Autoridad y servicio

 Sabéis que los jefes de las naciones las tiranizan y que los grandes las oprimen. No será así entre vosotros; al contrario, el que quiera subir, sea servidor vuestro, y el que quiera ser primero sea esclavo vuestro. Igual que el Hijo del Hombre no ha venido a que le sirvan, sino a servir y a dar su vida en rescate por todos”.

Con la palabra «servir» dejó definida Jesús de Nazaret su forma de vida, su ‘vocación’ de Hijo del Hombre, ungido y enviado por el Espíritu del Señor para dar la Buena Noticia a los pobres. Y si alguna duda pudiese quedarnos sobre las fronteras marcadas a ese servicio, Jesús nos dijo hasta dónde había de llegar: ¡servir y dar la vida!

Bajo la luz de la palabra «servir», los creyentes en Cristo ponemos una y otra vez lo que somos y lo que hacemos, discernimiento necesario para que nuestras vidas no se aparten del camino que Jesús de Nazaret ha recorrido y que nos invita a recorrer con él.

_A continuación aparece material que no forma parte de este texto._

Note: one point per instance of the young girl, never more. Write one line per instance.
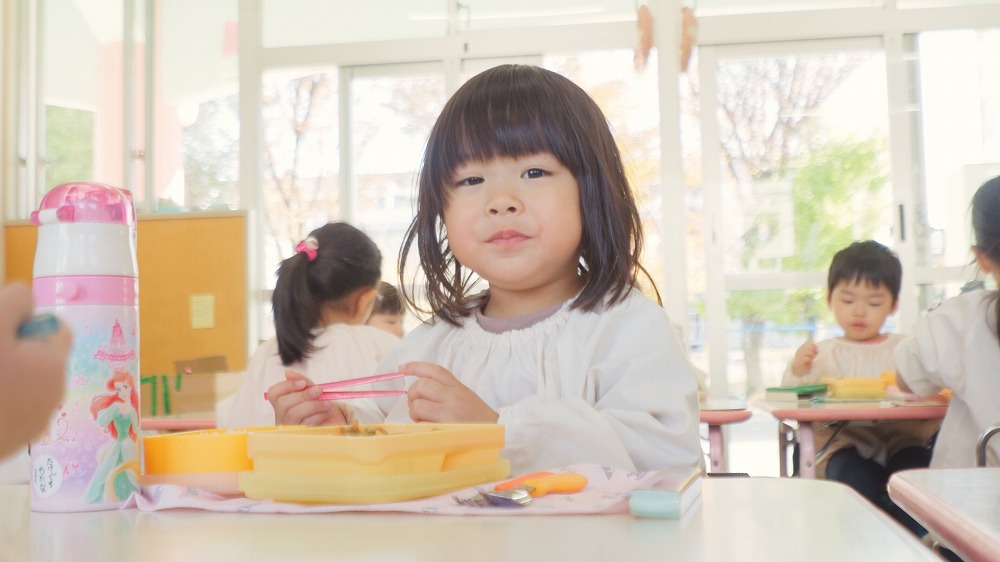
(388, 311)
(862, 290)
(523, 187)
(957, 346)
(322, 297)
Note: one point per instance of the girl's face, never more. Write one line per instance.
(516, 222)
(861, 309)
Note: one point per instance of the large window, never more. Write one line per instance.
(784, 140)
(801, 171)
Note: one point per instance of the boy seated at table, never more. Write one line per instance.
(862, 291)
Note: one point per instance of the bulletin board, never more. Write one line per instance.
(185, 260)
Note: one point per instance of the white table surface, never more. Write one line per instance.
(737, 519)
(959, 506)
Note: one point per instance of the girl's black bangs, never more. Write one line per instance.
(482, 137)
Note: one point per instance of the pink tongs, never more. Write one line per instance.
(329, 392)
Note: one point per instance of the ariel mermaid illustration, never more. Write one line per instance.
(117, 474)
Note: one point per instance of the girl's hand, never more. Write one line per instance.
(802, 362)
(32, 372)
(438, 397)
(296, 402)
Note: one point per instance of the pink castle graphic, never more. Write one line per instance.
(117, 350)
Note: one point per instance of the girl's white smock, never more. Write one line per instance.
(343, 351)
(611, 387)
(955, 346)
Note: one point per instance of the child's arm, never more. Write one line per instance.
(296, 402)
(32, 372)
(802, 361)
(438, 397)
(901, 384)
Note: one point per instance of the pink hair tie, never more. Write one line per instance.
(308, 247)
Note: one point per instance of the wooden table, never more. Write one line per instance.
(958, 506)
(796, 419)
(775, 519)
(716, 414)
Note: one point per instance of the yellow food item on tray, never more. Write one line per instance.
(372, 464)
(858, 388)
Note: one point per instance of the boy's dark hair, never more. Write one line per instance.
(869, 262)
(986, 226)
(514, 111)
(346, 259)
(388, 301)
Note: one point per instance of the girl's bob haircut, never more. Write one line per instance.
(514, 111)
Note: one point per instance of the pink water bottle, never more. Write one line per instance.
(85, 273)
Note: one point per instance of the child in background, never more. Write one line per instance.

Bajo esa luz es necesario poner también –y puede que sobre todo- el ministerio de la autoridad y el ejercicio de la obediencia en la Iglesia, ministerio y ejercicio que podrán llamarse cristianos, sólo si uno y otro son formas evangélicas de servicio.

La modernidad ha puesto bajo sospecha el principio de autoridad, así como la figura y la acción de quienes la ejercen.

Son muchos los problemas que ello plantea en las relaciones sociales, y nada tiene de extraño que esos problemas alcancen también, con más fuerza si cabe, el ámbito de la relación del hombre con Dios, y el ámbito de las relaciones mutuas entre los miembros de la comunidad cristiana.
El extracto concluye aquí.